For the last 10 years, the U.S. has continued to wage a low-intensity war against Iraq, regularly bombing the country, including civilian populations.

The bombardment of Iraq is carried out under the pretext of "no-fly zones" which the U.S. and Britain are unilaterally imposing on both the north and south of the country. The no-fly zones, which deny Iraq access to its own airspace, are a blatant violation of the country's sovereignty.

Over the years, the U.S. has carried out hundreds of bombing missions, killing and wounding thousands of civilians. In a recent article, the Washington Post admitted that "civilian deaths and injuries are a regular part of the little-discussed U.S. and British air operation over Iraq." Since operation "Desert Fox" in December 1998, American and British jets have been bombing Iraq on an almost weekly basis. The Iraqi News Agency reports that 365 people have been killed in US-British raids since December 1998.

U.S. imperialism continues its economic and military pressure against Iraq both to keep the country under its thumb as well as to justify its continued and extensive military presence throughout the Persian Gulf region.

Tens of thousands of U.S. troops are stationed in the region and warplanes and warships regularly prowl the Gulf. The U.S. has also established a network of military bases in Saudi Arabia, Kuwait, Oman and elsewhere. The U.S. military is constantly engaged in training exercises and war games in the region, building up the armies of various reactionary Arab regimes and bringing these forces under its direct command. It has pre-positioned enormous supplies of military hardware in Kuwait, Saudi Arabia, Bahrain, and elsewhere. In 1995, the U.S. created a new war fleet, permanently based in the Persian Gulf, and including at least 15 warships with more than 10,000 sailors and Marines, two nuclear-powered submarines, and an aircraft carrier with 70 war planes.

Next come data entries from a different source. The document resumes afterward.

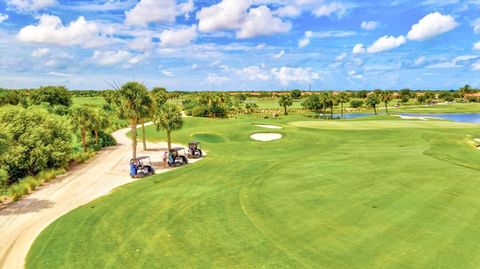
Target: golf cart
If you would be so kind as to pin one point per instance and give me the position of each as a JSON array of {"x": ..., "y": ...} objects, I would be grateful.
[
  {"x": 194, "y": 150},
  {"x": 141, "y": 167},
  {"x": 177, "y": 157}
]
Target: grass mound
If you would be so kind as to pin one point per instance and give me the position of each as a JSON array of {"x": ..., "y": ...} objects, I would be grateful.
[
  {"x": 337, "y": 194},
  {"x": 209, "y": 138}
]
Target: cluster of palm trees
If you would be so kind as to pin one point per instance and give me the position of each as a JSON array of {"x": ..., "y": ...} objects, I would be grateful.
[
  {"x": 326, "y": 101},
  {"x": 89, "y": 118},
  {"x": 136, "y": 104}
]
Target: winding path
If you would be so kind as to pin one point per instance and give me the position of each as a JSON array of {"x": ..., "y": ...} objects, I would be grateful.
[{"x": 22, "y": 222}]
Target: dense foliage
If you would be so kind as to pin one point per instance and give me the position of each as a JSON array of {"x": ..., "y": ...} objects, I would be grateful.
[{"x": 37, "y": 141}]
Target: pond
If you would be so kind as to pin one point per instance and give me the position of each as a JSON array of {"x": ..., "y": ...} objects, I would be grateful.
[{"x": 458, "y": 117}]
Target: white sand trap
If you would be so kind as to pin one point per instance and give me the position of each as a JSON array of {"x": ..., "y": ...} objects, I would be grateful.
[
  {"x": 265, "y": 137},
  {"x": 268, "y": 126}
]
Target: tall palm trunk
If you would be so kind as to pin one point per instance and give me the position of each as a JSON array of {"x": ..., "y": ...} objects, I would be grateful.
[
  {"x": 133, "y": 126},
  {"x": 97, "y": 140},
  {"x": 84, "y": 139},
  {"x": 169, "y": 140},
  {"x": 144, "y": 139}
]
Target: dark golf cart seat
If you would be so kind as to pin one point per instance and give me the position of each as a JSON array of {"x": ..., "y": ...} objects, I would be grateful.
[
  {"x": 141, "y": 167},
  {"x": 194, "y": 150},
  {"x": 177, "y": 157}
]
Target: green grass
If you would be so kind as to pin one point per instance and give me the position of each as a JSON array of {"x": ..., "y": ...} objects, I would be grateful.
[
  {"x": 368, "y": 193},
  {"x": 440, "y": 108}
]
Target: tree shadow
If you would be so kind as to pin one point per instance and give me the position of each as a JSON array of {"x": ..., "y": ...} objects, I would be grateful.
[{"x": 25, "y": 206}]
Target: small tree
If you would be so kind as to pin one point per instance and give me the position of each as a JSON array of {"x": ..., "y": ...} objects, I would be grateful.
[
  {"x": 100, "y": 121},
  {"x": 285, "y": 101},
  {"x": 385, "y": 98},
  {"x": 52, "y": 95},
  {"x": 82, "y": 117},
  {"x": 169, "y": 118},
  {"x": 296, "y": 94},
  {"x": 372, "y": 102},
  {"x": 130, "y": 102},
  {"x": 342, "y": 99}
]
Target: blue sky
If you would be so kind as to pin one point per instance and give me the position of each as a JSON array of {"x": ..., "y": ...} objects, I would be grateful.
[{"x": 241, "y": 44}]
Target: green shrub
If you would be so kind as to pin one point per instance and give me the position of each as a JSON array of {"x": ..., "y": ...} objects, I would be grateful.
[
  {"x": 3, "y": 180},
  {"x": 32, "y": 183},
  {"x": 18, "y": 190},
  {"x": 81, "y": 157},
  {"x": 200, "y": 111},
  {"x": 47, "y": 175},
  {"x": 356, "y": 103}
]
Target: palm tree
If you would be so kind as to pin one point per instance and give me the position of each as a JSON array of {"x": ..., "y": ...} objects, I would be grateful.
[
  {"x": 131, "y": 99},
  {"x": 82, "y": 118},
  {"x": 146, "y": 110},
  {"x": 284, "y": 101},
  {"x": 3, "y": 142},
  {"x": 169, "y": 118},
  {"x": 100, "y": 122},
  {"x": 385, "y": 98},
  {"x": 372, "y": 101},
  {"x": 342, "y": 99}
]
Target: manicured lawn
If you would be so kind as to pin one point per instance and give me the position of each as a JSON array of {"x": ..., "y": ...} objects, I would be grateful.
[{"x": 368, "y": 193}]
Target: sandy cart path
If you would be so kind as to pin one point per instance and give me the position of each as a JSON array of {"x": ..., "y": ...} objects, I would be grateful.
[{"x": 22, "y": 222}]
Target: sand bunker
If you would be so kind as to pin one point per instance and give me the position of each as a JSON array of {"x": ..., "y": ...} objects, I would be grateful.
[
  {"x": 265, "y": 137},
  {"x": 268, "y": 126}
]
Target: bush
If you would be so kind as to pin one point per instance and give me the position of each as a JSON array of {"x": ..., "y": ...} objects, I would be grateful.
[
  {"x": 39, "y": 141},
  {"x": 3, "y": 180},
  {"x": 18, "y": 190},
  {"x": 356, "y": 103},
  {"x": 81, "y": 157},
  {"x": 32, "y": 183},
  {"x": 200, "y": 111}
]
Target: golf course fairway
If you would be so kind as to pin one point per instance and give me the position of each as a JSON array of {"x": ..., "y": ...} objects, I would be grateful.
[{"x": 378, "y": 192}]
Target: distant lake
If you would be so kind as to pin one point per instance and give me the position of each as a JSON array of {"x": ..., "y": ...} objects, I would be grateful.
[{"x": 458, "y": 117}]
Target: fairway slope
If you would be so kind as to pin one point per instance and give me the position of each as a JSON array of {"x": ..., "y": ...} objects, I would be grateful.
[{"x": 329, "y": 194}]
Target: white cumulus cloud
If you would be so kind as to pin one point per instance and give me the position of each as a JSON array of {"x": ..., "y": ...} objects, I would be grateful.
[
  {"x": 40, "y": 52},
  {"x": 288, "y": 12},
  {"x": 306, "y": 39},
  {"x": 476, "y": 26},
  {"x": 226, "y": 15},
  {"x": 216, "y": 79},
  {"x": 369, "y": 25},
  {"x": 3, "y": 17},
  {"x": 279, "y": 55},
  {"x": 31, "y": 4},
  {"x": 432, "y": 25},
  {"x": 476, "y": 46},
  {"x": 333, "y": 8},
  {"x": 286, "y": 75},
  {"x": 178, "y": 38},
  {"x": 358, "y": 49},
  {"x": 50, "y": 30},
  {"x": 261, "y": 22},
  {"x": 148, "y": 11},
  {"x": 387, "y": 43}
]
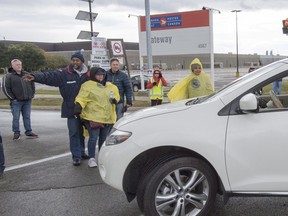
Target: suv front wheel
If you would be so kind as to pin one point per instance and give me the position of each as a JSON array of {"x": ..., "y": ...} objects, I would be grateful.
[{"x": 182, "y": 186}]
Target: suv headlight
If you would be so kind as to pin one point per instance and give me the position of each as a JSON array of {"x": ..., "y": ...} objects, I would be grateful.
[{"x": 117, "y": 137}]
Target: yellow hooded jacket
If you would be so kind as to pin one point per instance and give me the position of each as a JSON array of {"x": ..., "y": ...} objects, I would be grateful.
[
  {"x": 192, "y": 85},
  {"x": 94, "y": 100}
]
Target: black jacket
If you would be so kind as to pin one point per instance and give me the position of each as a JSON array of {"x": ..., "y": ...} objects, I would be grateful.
[
  {"x": 69, "y": 83},
  {"x": 121, "y": 80},
  {"x": 16, "y": 88}
]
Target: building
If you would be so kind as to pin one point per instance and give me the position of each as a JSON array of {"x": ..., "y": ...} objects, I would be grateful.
[{"x": 165, "y": 62}]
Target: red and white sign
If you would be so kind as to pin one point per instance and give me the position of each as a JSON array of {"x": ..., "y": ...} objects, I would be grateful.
[
  {"x": 117, "y": 48},
  {"x": 99, "y": 46},
  {"x": 177, "y": 33}
]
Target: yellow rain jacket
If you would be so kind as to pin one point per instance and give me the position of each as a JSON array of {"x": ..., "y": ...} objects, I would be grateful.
[
  {"x": 192, "y": 85},
  {"x": 94, "y": 100}
]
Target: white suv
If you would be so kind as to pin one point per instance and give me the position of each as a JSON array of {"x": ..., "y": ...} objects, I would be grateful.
[{"x": 174, "y": 158}]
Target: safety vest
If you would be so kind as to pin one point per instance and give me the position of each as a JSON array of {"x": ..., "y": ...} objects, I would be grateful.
[{"x": 157, "y": 91}]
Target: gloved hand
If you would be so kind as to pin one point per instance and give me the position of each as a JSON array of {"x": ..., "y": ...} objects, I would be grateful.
[
  {"x": 77, "y": 109},
  {"x": 112, "y": 100}
]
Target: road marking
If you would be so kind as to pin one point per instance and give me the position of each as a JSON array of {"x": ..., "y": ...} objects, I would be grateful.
[{"x": 36, "y": 162}]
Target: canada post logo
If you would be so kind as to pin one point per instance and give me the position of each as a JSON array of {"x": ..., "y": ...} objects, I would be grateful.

The on-going U.S. military actions against Iraq and the continuing U.S. sanctions must end. We must put an end to U.S. militarization of the Middle East, demand the withdrawal of U.S. troops from the region, and the dismantling of all aggressive military alliances. This is a key part of the struggle for a genuinely democratic foreign policy which ends U.S. interference and aggression against other countries and recognizes the right of every nation to determine its affairs for itself.